In the context of the Protocol on Ireland/Northern Ireland, this means that the same medicines will continue to be available in Northern Ireland at the same time as in the rest of the United Kingdom, while specific conditions ensure that UK-authorised medicines do not enter the Single Market.
In detail
With today’s proposed solution, the Commission is delivering on its intention to facilitate the implementation of the Protocol on Ireland/Northern Ireland on the ground, in line with the package of far-reaching solutions for Northern Ireland tabled on 13 October 2021. The EU will amend its own legislation on medicines to ensure that:
- Generic medicines (such as paracetamol) can be authorised under national UK procedures, in compliance with EU rules on medicines. People in Northern Ireland will have access to these medicines at the same time as people in the rest of the UK.
- People in Northern Ireland will also have access to innovative life-saving medicines (including new cancer medicines) at the same time as any other person in the UK. A ‘bridging solution’ will allow any new medicine authorised in the UK to be supplied to Northern Ireland, until the relevant authorisation is also given in the EU. This ‘bridging solution’ is in addition to the existing compassionate and emergency use mechanisms under EU law.
- All regulatory functions can remain in the UK if they are currently located there.
- For medicines brought into Northern Ireland from the rest of the UK, batch testing does not need to be repeated if it has already been carried out in Great Britain or the EU.
- No manufacturing authorisation or import licenses are needed for medicines supplied from Great Britain to Northern Ireland, subject to certain conditions.

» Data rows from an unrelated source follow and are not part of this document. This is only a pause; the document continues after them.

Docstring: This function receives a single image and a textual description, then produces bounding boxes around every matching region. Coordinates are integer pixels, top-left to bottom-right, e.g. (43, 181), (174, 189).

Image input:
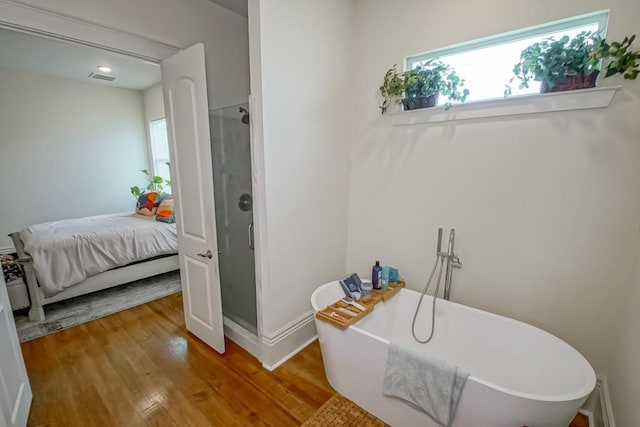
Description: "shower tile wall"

(209, 104), (257, 334)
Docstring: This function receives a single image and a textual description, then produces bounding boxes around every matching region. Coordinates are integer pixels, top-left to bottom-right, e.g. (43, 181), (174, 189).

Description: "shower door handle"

(198, 249), (213, 259)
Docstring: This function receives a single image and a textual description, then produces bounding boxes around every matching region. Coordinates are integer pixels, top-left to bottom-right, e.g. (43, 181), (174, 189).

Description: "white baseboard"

(0, 246), (16, 255)
(578, 409), (596, 427)
(596, 375), (616, 427)
(223, 316), (260, 360)
(261, 311), (317, 371)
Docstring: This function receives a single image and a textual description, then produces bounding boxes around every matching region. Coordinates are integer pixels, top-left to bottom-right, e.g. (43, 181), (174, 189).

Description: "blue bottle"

(379, 266), (390, 291)
(371, 261), (382, 289)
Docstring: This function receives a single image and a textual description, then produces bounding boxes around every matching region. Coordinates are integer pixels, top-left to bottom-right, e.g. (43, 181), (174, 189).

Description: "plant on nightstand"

(130, 169), (171, 198)
(380, 59), (469, 114)
(505, 31), (640, 96)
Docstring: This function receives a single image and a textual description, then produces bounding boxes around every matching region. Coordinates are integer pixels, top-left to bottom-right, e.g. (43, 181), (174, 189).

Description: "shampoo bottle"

(371, 261), (382, 289)
(380, 266), (389, 291)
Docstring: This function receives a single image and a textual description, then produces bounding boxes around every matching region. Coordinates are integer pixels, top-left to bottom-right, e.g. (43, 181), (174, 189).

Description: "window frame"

(404, 9), (609, 71)
(404, 9), (609, 107)
(149, 117), (171, 185)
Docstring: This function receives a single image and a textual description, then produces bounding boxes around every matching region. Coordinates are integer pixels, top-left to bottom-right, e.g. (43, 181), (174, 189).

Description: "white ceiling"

(211, 0), (248, 16)
(0, 28), (160, 90)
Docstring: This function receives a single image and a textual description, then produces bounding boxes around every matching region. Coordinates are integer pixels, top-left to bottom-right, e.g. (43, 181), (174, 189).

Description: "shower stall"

(209, 104), (257, 335)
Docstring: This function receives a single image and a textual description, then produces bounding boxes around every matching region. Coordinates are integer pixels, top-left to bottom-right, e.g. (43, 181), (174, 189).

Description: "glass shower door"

(209, 104), (257, 334)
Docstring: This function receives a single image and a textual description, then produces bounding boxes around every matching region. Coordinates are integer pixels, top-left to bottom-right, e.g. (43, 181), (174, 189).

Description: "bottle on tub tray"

(371, 261), (382, 289)
(361, 280), (373, 302)
(380, 265), (391, 291)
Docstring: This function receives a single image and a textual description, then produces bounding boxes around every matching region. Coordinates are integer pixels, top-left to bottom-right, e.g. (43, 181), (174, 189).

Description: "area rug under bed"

(14, 271), (181, 342)
(301, 394), (388, 427)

- Authorisation by the UK regulator can allow companies located in Great Britain to use a single pack and leaflet when supplying markets in Great Britain and Northern Ireland. There would be no need for separate packaging.
- Malta, Cyprus and Ireland will benefit from certain derogations for a three-year period. For example, during this period in these three countries, importers of medicines from the UK will not need to hold manufacturing authorisations, nor will these medicines need to be batch tested again if they have already been tested in the UK. This will give operators more time to adapt. Work on a long-term permanent solution is ongoing in the context of the EU’s Pharmaceutical Strategy.

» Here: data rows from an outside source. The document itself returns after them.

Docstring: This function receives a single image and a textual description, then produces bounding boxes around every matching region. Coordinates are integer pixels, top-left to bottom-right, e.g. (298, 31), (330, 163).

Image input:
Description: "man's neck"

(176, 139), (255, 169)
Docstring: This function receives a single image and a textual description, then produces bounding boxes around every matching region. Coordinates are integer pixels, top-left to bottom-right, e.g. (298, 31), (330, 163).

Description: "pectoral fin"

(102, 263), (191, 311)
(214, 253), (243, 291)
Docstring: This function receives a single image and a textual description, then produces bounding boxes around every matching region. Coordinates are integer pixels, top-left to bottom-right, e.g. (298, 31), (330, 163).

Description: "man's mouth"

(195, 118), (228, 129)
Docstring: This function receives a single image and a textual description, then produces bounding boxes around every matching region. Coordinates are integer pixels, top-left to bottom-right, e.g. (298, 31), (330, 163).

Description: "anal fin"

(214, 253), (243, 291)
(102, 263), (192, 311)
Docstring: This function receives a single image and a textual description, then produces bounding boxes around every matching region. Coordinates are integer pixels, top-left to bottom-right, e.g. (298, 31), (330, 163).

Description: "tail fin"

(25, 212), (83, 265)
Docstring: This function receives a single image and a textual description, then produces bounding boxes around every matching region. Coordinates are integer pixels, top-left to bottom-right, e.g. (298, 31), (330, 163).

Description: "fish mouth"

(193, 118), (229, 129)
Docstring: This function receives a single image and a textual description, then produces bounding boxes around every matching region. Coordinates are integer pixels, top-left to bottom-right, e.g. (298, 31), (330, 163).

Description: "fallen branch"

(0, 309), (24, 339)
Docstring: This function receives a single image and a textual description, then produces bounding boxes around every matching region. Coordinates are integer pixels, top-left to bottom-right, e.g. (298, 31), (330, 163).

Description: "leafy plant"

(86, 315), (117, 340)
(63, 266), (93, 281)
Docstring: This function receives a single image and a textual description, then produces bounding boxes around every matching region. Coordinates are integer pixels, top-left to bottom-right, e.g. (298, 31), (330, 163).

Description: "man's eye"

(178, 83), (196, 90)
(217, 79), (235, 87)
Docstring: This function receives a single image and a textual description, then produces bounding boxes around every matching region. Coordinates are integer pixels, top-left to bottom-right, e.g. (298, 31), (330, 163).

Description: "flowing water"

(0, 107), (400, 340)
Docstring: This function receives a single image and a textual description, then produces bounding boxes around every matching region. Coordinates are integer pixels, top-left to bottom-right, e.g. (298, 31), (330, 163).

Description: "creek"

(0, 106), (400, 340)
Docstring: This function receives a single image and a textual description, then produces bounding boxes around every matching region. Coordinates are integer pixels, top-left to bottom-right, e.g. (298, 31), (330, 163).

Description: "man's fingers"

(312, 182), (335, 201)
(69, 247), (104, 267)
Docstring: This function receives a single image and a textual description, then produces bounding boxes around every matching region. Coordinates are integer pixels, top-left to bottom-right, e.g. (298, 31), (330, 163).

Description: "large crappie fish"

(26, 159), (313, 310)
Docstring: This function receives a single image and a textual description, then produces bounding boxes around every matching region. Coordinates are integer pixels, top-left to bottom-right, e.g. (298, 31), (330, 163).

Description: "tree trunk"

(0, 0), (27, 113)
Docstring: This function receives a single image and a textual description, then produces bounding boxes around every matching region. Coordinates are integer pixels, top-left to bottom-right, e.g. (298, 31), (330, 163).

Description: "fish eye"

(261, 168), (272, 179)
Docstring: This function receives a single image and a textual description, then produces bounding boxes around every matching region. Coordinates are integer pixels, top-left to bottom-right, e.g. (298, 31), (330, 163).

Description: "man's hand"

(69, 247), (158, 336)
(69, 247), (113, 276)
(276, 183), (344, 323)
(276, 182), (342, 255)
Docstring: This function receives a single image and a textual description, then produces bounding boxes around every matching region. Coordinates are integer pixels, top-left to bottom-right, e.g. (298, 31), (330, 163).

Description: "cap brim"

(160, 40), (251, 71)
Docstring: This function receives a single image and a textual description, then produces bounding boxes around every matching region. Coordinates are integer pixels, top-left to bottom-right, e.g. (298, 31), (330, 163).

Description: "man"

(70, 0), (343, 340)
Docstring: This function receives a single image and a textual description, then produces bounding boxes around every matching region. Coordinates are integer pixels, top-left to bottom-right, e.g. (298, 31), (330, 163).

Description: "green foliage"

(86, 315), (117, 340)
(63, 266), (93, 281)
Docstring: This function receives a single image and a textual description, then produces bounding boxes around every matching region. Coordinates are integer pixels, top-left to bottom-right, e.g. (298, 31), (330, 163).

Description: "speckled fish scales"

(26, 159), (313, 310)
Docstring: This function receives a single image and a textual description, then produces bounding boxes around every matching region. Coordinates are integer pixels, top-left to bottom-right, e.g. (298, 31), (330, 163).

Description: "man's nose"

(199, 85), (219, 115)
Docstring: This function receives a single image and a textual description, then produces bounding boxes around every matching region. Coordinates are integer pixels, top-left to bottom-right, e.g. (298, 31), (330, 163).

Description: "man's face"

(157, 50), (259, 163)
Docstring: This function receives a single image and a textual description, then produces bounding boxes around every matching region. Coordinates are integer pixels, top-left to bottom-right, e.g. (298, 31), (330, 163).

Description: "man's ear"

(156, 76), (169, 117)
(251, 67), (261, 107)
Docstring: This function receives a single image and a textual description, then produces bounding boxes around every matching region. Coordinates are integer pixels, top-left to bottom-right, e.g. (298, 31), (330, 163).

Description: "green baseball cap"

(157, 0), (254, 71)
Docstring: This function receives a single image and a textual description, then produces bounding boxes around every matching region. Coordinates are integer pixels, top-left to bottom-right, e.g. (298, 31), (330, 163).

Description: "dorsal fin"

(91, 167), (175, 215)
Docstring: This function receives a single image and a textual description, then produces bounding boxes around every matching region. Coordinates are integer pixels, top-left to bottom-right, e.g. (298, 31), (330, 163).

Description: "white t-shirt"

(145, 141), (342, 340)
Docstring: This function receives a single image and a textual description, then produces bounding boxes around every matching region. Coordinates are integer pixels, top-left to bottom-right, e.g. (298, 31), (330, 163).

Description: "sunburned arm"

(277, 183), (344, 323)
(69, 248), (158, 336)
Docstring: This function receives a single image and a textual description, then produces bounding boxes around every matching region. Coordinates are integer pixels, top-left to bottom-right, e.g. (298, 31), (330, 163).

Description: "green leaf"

Thiss proposals also require the UK to respect certain conditions:
- The proposal provides for packaging requirements to ensure that UK-authorised medicines do not enter the Single Market.
- The UK assumes sole responsibility for authorising medicines for Northern Ireland. This is contingent on the UK complying substantively with EU law on quality, safety and efficacy of human medicines when issuing market authorisations for Northern Ireland. This reduces risks for the EU Single Market.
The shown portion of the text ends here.